Depuis le coup d’Etat du 26 juillet 2023, plusieurs personnalités ayant servi sous la mandature du président Mohamed Bazoum sont privés de liberté et gardent prison à Kollo, Say, Filingué, Birni N’gaouré, Ouallam, Koutoukalé et Niamey. De bonnes sources, on apprend que le juge d’instruction en charge de leur dossier a procédé à leur audition. Presque tous sont poursuivis pour atteinte à la sûreté et complot contre l’Etat. Comment ce chef d’accusation peut-il tenir la route lorsque certains des prévenus ont été arrêtés au même moment que le président Bazoum ? Beaucoup se demandent pourquoi ces personnalités continuent toujours de garder prison ?
Contacté par nos soins, un juriste qui a requis l’anonymat a fait le décryptage suivant : « Sauf que toute l’affaire repose sur un papier non authentifié et une supposée action qui n’a pas connu de début d’exécution. Et cela non pas parce qu’elle aurait été empêchée ou même éventée. Les présumés auteurs ou co-auteurs n’ont pas mis leur supposé plan en exécution. Et personne ne les en a empêché. Où est donc le crime pour lequel on poursuivrait même les militaires incriminés ? Y avoir pensé et y avoir renoncé de leur propre chef ? Encore qu’il faudrait prouver que le papier est authentique ! »
Poursuivant dans la même logique, notre interlocuteur indique : « Aussi, quand même cette tentative aurait été enclenchée, n’est-ce pas de la manifestation d’une loyauté effective de militaires républicains ? Leur résistance aurait été louable et légale.
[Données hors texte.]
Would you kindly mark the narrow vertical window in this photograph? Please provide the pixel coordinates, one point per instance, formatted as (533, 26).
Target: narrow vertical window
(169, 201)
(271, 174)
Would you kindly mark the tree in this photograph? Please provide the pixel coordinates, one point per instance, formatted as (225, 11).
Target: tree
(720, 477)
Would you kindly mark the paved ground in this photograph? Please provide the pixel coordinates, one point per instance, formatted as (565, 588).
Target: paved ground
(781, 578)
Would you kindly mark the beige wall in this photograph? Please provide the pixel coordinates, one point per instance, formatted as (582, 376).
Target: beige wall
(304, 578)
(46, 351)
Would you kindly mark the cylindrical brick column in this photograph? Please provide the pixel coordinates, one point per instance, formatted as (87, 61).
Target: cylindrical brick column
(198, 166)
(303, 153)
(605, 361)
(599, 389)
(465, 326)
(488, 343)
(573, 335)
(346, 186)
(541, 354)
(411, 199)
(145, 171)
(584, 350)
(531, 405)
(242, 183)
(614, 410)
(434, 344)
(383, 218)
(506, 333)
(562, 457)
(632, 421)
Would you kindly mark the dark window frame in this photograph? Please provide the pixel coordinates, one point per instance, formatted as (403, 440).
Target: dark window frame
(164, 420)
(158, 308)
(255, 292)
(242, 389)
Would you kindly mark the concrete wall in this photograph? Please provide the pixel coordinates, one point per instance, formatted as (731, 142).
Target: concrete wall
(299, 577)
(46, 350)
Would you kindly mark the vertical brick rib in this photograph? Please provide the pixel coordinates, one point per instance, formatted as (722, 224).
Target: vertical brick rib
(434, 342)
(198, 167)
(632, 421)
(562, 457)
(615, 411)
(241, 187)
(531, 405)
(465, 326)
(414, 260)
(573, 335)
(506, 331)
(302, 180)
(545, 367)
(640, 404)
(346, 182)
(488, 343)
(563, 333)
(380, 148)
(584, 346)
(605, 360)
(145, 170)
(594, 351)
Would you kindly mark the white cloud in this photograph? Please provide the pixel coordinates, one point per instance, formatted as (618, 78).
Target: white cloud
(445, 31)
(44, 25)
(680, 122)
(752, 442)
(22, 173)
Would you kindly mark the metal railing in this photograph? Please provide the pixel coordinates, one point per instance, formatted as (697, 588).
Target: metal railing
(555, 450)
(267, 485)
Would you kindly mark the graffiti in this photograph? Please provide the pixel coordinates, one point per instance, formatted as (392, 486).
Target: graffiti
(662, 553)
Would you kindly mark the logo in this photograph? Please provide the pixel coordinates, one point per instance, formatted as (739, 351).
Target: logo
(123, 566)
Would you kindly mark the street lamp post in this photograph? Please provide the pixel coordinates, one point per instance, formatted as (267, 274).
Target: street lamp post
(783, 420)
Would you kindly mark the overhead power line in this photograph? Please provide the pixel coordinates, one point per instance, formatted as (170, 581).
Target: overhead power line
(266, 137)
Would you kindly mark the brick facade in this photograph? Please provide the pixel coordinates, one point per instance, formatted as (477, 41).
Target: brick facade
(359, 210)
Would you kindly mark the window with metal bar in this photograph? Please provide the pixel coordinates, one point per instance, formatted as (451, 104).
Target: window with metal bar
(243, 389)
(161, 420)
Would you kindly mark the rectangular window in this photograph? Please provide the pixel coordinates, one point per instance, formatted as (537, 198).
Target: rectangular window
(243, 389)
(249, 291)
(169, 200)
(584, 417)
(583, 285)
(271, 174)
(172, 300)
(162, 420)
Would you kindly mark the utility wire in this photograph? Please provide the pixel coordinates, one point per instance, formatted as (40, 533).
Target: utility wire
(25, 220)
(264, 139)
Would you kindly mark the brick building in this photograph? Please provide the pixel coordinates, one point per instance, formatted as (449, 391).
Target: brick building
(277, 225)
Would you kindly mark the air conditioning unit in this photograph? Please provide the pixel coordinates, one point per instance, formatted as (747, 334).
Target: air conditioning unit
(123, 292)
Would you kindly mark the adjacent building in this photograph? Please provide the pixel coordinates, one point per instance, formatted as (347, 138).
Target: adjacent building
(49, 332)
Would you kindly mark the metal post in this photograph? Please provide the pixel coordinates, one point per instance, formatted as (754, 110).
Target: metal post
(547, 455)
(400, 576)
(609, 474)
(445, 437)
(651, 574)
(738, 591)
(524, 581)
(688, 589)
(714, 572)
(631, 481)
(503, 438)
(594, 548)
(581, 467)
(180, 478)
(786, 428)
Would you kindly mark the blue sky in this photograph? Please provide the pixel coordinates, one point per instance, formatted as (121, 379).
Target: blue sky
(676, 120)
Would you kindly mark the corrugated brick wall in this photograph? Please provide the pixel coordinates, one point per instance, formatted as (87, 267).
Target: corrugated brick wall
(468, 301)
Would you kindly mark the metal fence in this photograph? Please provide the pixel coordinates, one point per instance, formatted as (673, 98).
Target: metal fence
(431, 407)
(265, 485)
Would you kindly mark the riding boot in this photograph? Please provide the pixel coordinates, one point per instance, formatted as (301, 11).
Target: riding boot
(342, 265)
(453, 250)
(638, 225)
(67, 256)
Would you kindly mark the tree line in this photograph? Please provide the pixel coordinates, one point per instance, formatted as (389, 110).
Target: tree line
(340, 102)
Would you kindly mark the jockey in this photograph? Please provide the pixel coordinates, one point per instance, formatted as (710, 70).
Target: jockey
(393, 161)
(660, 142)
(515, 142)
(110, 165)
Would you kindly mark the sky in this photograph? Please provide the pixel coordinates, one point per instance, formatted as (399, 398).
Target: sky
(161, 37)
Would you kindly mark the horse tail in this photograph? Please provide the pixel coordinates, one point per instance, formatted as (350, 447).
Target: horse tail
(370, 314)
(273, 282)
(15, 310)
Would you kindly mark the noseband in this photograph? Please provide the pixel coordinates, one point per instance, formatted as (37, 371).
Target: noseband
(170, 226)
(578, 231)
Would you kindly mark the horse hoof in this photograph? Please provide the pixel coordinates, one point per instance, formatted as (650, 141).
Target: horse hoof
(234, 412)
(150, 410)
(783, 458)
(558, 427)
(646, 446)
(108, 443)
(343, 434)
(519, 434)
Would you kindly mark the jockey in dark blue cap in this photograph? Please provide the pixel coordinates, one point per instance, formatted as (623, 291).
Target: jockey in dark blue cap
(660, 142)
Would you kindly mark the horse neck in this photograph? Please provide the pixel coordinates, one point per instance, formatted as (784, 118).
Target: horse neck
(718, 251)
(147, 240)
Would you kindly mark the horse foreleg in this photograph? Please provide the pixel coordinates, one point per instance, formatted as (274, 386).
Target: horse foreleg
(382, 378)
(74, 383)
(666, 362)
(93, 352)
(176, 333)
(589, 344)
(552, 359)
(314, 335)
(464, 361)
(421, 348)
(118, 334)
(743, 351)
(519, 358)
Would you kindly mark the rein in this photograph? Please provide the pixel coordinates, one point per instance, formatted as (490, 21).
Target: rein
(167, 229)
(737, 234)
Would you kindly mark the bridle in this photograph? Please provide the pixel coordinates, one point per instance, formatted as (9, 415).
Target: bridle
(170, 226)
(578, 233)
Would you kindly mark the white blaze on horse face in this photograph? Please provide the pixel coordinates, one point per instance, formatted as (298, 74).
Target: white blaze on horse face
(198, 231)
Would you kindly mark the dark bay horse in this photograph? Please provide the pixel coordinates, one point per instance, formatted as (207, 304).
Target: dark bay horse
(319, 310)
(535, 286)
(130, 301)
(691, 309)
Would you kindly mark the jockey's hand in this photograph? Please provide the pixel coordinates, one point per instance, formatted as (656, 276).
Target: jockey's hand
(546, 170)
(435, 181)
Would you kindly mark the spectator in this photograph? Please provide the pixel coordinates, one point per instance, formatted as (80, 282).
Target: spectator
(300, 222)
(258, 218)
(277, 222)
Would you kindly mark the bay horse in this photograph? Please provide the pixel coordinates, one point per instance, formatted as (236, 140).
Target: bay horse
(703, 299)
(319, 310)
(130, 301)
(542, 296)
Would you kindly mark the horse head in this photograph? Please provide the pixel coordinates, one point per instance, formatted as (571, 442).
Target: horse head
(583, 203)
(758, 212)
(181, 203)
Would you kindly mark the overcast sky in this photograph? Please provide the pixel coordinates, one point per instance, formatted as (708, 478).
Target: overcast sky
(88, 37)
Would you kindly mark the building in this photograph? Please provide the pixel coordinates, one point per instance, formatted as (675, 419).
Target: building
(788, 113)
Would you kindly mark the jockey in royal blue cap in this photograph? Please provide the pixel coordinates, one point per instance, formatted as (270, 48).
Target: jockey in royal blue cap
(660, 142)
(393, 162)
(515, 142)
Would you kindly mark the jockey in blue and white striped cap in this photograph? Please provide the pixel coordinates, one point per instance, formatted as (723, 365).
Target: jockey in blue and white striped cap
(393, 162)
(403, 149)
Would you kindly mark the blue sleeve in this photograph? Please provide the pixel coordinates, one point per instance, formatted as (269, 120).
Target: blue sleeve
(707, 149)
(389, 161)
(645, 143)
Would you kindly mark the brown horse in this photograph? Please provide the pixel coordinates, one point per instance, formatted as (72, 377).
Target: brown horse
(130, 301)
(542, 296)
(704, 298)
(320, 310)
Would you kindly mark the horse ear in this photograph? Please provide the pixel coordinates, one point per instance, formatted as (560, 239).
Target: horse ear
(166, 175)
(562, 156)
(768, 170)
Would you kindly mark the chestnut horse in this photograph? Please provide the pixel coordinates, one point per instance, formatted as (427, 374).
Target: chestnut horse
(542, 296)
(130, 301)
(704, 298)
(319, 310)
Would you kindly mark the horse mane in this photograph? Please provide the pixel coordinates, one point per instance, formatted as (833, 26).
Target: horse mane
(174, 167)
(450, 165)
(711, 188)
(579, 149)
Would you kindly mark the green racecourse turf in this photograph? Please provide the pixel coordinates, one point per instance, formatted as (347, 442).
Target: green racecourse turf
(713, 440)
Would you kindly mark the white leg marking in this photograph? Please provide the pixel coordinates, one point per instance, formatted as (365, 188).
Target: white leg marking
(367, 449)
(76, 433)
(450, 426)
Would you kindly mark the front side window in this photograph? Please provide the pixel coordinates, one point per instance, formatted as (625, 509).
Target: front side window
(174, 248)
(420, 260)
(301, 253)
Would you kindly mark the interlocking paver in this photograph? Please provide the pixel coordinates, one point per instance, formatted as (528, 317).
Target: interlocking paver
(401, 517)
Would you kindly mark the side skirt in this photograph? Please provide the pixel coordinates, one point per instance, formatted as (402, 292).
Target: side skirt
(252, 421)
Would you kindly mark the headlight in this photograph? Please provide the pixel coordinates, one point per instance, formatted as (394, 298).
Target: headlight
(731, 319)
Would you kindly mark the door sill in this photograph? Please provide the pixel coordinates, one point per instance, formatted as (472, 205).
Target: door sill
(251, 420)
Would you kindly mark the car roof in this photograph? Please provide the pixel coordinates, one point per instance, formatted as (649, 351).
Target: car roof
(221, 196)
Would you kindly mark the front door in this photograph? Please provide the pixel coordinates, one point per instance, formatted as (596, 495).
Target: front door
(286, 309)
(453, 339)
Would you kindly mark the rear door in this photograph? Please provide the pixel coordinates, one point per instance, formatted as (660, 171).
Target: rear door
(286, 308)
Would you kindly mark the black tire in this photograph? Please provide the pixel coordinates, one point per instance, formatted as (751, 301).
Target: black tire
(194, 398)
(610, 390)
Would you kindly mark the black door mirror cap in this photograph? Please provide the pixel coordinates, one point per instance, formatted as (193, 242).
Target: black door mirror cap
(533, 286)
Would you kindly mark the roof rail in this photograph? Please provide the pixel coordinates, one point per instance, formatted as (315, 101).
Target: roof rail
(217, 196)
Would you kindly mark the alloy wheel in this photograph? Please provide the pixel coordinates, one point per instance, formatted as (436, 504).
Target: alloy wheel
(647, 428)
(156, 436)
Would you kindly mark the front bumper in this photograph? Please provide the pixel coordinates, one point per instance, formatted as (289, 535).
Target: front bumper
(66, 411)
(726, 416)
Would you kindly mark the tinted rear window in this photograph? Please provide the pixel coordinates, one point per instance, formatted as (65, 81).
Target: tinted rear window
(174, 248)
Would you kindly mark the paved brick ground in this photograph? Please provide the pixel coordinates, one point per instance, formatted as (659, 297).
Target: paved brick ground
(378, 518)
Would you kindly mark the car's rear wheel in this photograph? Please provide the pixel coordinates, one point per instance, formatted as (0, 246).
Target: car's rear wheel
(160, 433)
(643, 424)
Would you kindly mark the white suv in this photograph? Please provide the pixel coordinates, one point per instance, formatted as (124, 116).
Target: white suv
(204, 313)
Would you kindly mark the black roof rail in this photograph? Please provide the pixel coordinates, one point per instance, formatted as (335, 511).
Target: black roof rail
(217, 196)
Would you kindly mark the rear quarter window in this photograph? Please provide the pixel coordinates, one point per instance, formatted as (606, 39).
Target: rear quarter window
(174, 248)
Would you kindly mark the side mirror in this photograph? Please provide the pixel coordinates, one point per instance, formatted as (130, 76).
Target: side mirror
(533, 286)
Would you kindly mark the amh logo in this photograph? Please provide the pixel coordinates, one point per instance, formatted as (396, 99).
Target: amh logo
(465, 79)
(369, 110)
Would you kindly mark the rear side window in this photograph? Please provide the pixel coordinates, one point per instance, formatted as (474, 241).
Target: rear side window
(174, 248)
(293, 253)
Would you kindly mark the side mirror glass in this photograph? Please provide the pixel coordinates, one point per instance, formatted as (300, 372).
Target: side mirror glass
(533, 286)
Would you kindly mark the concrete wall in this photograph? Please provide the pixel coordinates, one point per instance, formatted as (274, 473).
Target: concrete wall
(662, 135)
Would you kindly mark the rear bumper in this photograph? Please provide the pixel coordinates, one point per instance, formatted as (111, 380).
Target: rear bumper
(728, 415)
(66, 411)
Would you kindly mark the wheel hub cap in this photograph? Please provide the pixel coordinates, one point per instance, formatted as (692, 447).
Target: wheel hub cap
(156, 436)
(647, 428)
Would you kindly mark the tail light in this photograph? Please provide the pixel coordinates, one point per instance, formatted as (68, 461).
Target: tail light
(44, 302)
Ils avaient cette mission. L’action des illégaux réussie, ceux qui auront tenté de résister peuvent être neutralisés (arrêtés) le temps que le processus soit irréversible ou le temps qu’ils se soumettent à la nouvelle autorité. Cela se comprendrait. Mais ceux qui sont restés loyaux aux institutions de la République qu’ils sont censés protéger ne sauraient être des traîtres ».
Dans cet imbroglio, rappelons que le ministre de l’Intérieur Hamadou Adamou Souley a été arrêté au moment même où le coup d’état se déclenchait. Il en est de même presque des autres, dont certains ne savaient même pas de quoi il s’agissait. C’est le cas des ministres des Finances, du Plan, du Pétrole, du député Kalla Moutari, et de l’assistant de la 1ère dame Khadidja Bazoum.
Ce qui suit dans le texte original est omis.